# WARC Processing with Spark and Python

There are several [full featured](https://github.com/archivesunleashed/aut) [options](https://github.com/helgeho/ArchiveSpark) for processing [WARC](https://en.wikipedia.org/wiki/Web_ARChive) data with Scala in Spark. Unfortunately if you aren't familiar with Scala these can seem like a little bit of a black box, where you aren't quite sure what's going on behind the scenes. This can be particularly problematic when understanding what is going on behind the scenes is critical for your research.

Fortunately, if you happen to know Python there is [PySpark](https://spark.apache.org/docs/0.9.0/python-programming-guide.html) which allows you to process your WARC data with the clearly documented [warcio](https://pypi.org/project/warcio/) library. The JVM isn't able to optimize Python code the same way it can Scala. But these performance difference really depend on what you are doing. And at any rate, you may be willing to trade off a bit of performance for an increase in readability. This notebook is a brief guide for processing WARC data using PySpark and warcio. Somewhat unhelpfully this notebook kind of assumes you are passingly familiar with Python, Spark and WARC already.

*You may notice that some of the notes refer specifically to the [XSEDE platform](https://www.xsede.org/). You can comfortably ignore those bits.*

### XSEDE Setup

This is what you need to do to use PySpark in Jupyter on XSEDE.

In [2]:
import sys
sys.path.append("/opt/packages/spark/latest/python/lib/py4j-0.10.7-src.zip")
sys.path.append("/opt/packages/spark/latest/python/")
sys.path.append("/opt/packages/spark/latest/python/pyspark")
from pyspark import SparkConf, SparkContext
from pyspark.sql import SparkSession
sc = SparkContext()
sqlc = SparkSession(sc)

## Input Data

Great, now lets create a list of all the WARC files we want to process. You can adjust the pattern to match where the data is on your filesystem. You may need to change this up depending on where your WARC files are stored.

In [3]:
import glob

warc_files = glob.glob('/pylon5/ec5fp4p/edsu/spn/*/*.warc.gz')[0:2]
print("found {} files".format(len(warc_files)))
print("e.g. {}".format(warc_files[0]))

found 2 files
e.g. /pylon5/ec5fp4p/edsu/spn/liveweb-20161025000152/live-20161024234426-wwwb-app13.us.archive.org.warc.gz


## Extractor Functions 

The needs of research are *many*, and it's not possible to anticipate all the possible ways you might want to analyze your WARC records. In fact, researchers are often concerned with asking *novel* questions, that have never been asked before. So they are unlikely to be interested in your code that has already answered it.
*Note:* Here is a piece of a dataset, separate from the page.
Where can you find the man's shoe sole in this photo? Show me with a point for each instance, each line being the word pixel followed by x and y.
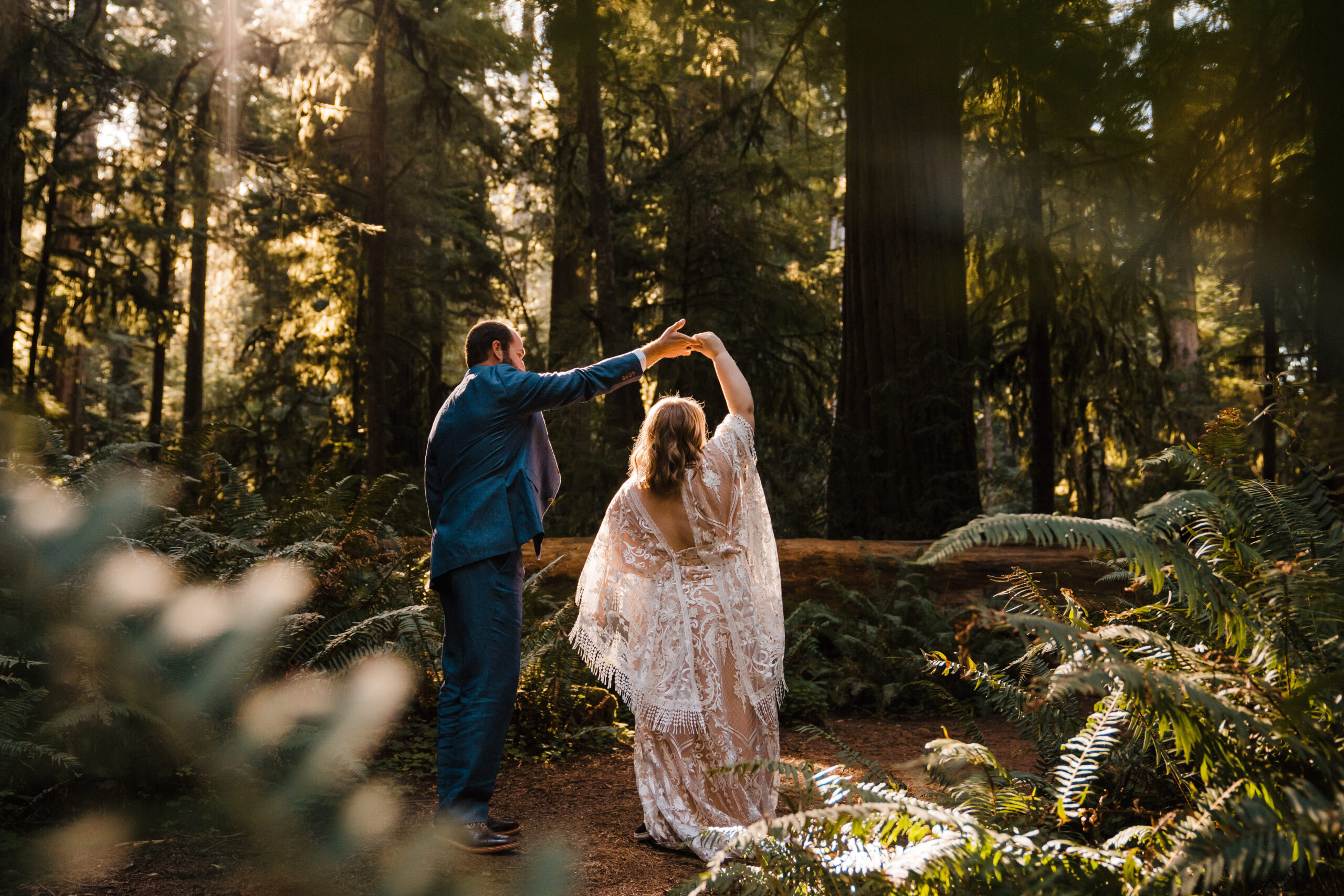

However in the case of web archive data, it should be possible to have a simple framework for writing your own functions that analyze WARC records and use Spark to apply them right? An *extractor* function is a simple Python function that takes a `warcio.ArcWarcRecord` as an argument and returns data for processing in Spark. We will take a look at a simple *extractor* function in a moment. But before we do, how will we apply this function to all of our WARC data?
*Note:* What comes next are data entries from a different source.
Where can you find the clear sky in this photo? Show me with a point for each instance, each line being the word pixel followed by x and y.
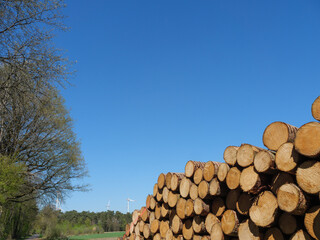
pixel 161 82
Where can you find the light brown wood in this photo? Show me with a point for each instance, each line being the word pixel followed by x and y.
pixel 277 133
pixel 155 190
pixel 216 232
pixel 264 209
pixel 198 176
pixel 165 210
pixel 230 155
pixel 300 235
pixel 148 199
pixel 155 226
pixel 264 162
pixel 193 191
pixel 216 188
pixel 248 231
pixel 168 180
pixel 233 178
pixel 200 207
pixel 164 227
pixel 223 171
pixel 159 196
pixel 230 223
pixel 192 166
pixel 189 208
pixel 232 198
pixel 312 222
pixel 157 211
pixel 165 194
pixel 274 234
pixel 161 180
pixel 218 206
pixel 180 208
pixel 175 181
pixel 157 237
pixel 141 225
pixel 287 158
pixel 176 225
pixel 280 179
pixel 251 181
pixel 210 170
pixel 144 214
pixel 315 109
pixel 152 203
pixel 185 185
pixel 308 176
pixel 307 141
pixel 203 190
pixel 211 219
pixel 187 230
pixel 169 235
pixel 244 203
pixel 173 199
pixel 291 199
pixel 246 154
pixel 146 231
pixel 287 223
pixel 151 216
pixel 198 225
To do do this we introduce the extractor *decorator*, which is a bit of syntactic sugar you use to annotate your extractor functions, to indicate that they are a function that will be iterating through a set of WARC records in a set of WARC files, and will apply your custom *extractor* function to each one. All the heavy lifting here is done by warcio, which is parsing the records.

In [4]:
import warcio

def extractor(f):
    def new_f(warc_files):
        for warc_file in warc_files:
            with open(warc_file, 'rb') as stream:
                for record in warcio.ArchiveIterator(stream):
                    yield from f(record)
    return new_f

So `extractor` is a function, that takes a function as an argument, that returns a new function. If this sounds complicated that's because, well, it is. But as complicated as it sounds [decorators](https://www.python.org/dev/peps/pep-0318/) are a standard part of Python for a reason--they cut down on code repetition, which can lead to bugs. Fortunately this hard part is over and we won't be writing any code like that again.
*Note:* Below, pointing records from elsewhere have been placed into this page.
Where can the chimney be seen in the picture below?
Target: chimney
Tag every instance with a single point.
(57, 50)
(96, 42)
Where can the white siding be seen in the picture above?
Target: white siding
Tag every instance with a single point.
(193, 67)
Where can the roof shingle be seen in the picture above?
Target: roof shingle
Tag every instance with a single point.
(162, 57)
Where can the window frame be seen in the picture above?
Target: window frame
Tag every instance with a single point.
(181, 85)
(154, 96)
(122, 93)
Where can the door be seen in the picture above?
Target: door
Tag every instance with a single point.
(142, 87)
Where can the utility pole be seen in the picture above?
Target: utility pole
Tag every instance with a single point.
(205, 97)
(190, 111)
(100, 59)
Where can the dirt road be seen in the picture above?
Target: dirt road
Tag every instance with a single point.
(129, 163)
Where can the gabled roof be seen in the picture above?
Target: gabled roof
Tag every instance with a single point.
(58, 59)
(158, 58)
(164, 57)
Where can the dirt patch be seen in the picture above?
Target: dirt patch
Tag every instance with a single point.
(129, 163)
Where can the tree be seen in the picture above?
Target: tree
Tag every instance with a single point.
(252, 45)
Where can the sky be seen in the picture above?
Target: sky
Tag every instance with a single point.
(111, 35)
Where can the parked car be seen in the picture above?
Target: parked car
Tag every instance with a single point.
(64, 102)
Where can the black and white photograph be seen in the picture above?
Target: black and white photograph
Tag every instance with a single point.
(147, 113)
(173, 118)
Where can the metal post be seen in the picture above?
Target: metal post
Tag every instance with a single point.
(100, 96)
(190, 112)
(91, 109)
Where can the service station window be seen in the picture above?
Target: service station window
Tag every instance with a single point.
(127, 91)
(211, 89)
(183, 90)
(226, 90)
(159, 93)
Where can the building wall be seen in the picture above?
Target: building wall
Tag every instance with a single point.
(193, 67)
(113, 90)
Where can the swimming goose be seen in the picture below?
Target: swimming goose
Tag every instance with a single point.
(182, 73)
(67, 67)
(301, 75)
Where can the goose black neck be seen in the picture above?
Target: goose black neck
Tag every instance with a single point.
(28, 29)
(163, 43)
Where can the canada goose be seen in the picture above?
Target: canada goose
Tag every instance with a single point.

Instead we will be writing consise (or complicated if you want) *extractor functions* that look something like this one, which returns the URL belonging to *WARC Response* records in our WARC data (yes there are [other types](https://iipc.github.io/warc-specifications/specifications/warc-format/warc-1.1/#warc-type-mandatory) of WARC records.

In [5]:
@extractor
def url(record):
    if record.rec_type == 'response':
        yield (record.rec_headers.get_header('WARC-Target-URI'), )

This one is pretty simple, but there are a few things to note about *extractor functions*:

* You need to *deocrate* them with `@extractor` just before the function definition. Yep, this is the extractor function we just created.
* Your function needs to take one argument, which will be the WARC record.
* Your function needs to `yield` a `tuple` containing some piece or pieces of information from the WARC record that you would like to process with Spark.

The *extractor functions* need to return a tuple because the thing being returned may be more complicated than a single value. And the function needs to *yield* instead of simply *return* because there may be more than one of these items to to return from a given WARC Record. For example, consider a function that returns all the hyperlinks in a WARC Response. More on this in a bit.

In this case we'll start with a super simple function that is going to return the URL for a web resource that was was archived, which can be found in any *WARC Response* record. Remember there are  of WARC Records in a WARC File.


In [6]:
def process(f):
    def new_f(warc_files):
        for warc_file in warc_files:
            with open(warc_file, 'rb') as stream:
                for record in warcio.ArchiveIterator(stream):
                    yield from f(record)
    return new_f

## Analyze

And finally for the fun bit, we've all been waiting for--to run the analysis! We apply tell Spark to process all our WARC files:

In [7]:
warcs = sc.parallelize(warc_files[0:1])

At this point `warcs` is a Spark Resilient Distributed Dataset (RDD). We then apply our extractor function to each one and get the result as...yes, another RDD.

In [8]:
output = warcs.mapPartitions(url)

We can convert our RDD to a Spark Data Frame (giving it column headers to use), which for comfort we can even turn into a [Pandas](https://pandas.pydata.org/) dataframe. 

In [9]:
df = output.toDF(["url"])

Ahhh pandas....

In [None]:
df.url.value_counts()

In [None]:
sc.stop()

In [None]:
sqlc.stop()